I am trying to train a network on the Swiss Roll dataset with three features X = [x1, x2, x3] for the classification task. There are four classes with labels 1, 2, 3, 4, and the vector y contains the labels for all the data.
A row in the X matrix looks like this:
-5.2146470e+00 7.0879738e+00 6.7292474e+00
The shape of X is (100, 3), and the shape of y is (100,).
I want to use Radial Basis Functions to train this model. I have used the custom RBFLayer from this StackOverflow answer (also see this explanation) to build the RBFLayer. I want to use a couple of Keras Dense layers to build the network for classification.
I have used a Dense layer for the first layer, followed by the custom RBFLayer, and two other Dense layers. Here's the code:
model = Sequential()
model.add((Dense(100, input_dim=3)))
# number of units = 10, gamma = 0.05
model.add(RBFLayer(10,0.05))
model.add(Dense(15, activation='relu'))
model.add(Dense(1, activation='softmax'))
This model gives me zero accuracy. I think there is something wrong with the model architecture, but I can't figure out what is the issue.
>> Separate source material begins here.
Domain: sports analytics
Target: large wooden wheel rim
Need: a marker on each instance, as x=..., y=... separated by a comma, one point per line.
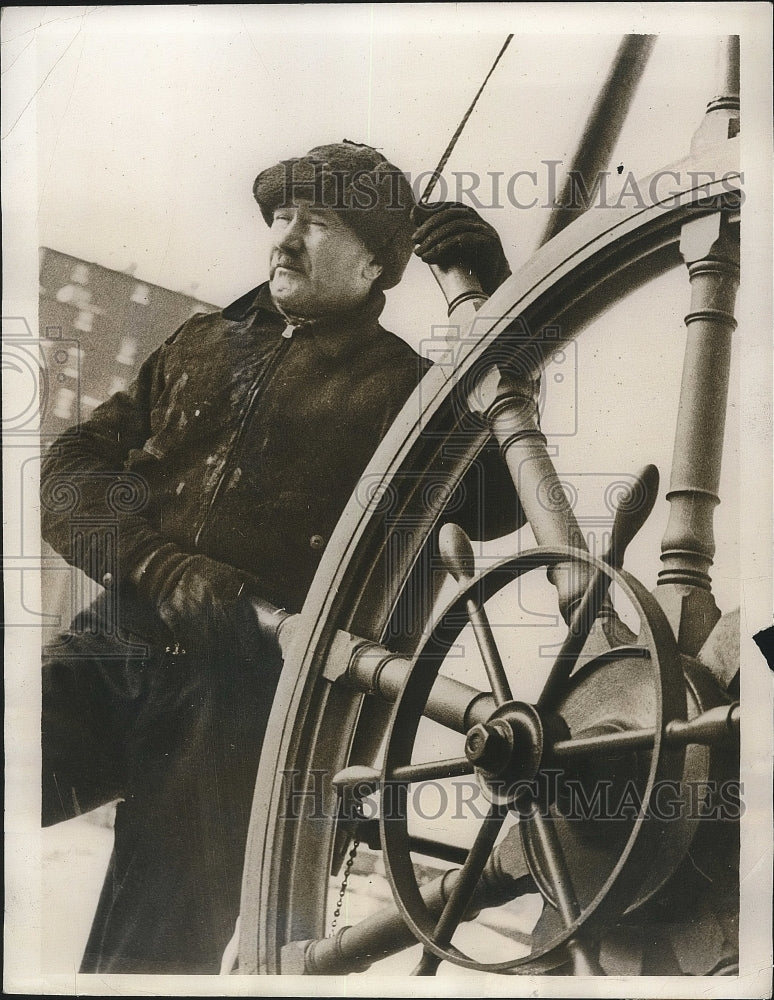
x=316, y=720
Also, I thought the number of units in the last Dense layer should match the number of classes, which is 4 in this case. But when I set the number of units to 4 in the last layer, I get the following error:
ValueError: Shapes (None, 1) and (None, 4) are incompatible
Can you help me with this model architecture?
I faced the same issue while practicing with multi-class classification. Where I had 7 features and the model classifies into 7 classes. I tried encoding the labels and it fixed the issue.
First import LabelEncoder
class from sklearn
and import to_categorical
from tensorflow
from sklearn.preprocessing import LabelEncoder
from tensorflow.keras.utils import to_categorical
Then, initialize an object to the LabelEncoder class and transform your labels before fitting and training the model.
encoder = LabelEncoder()
encoder.fit(y)
y = encoder.transform(y)
y = to_categorical(y)
Note that you have to use np.argmax for getting the actual predicted classification. in my case, the prediction is stored in variable called res
res = np.argmax(res, axis=None, out=None)
You can get your actual predicted class after this line. Looking forward to help you. Hope it solved your problem.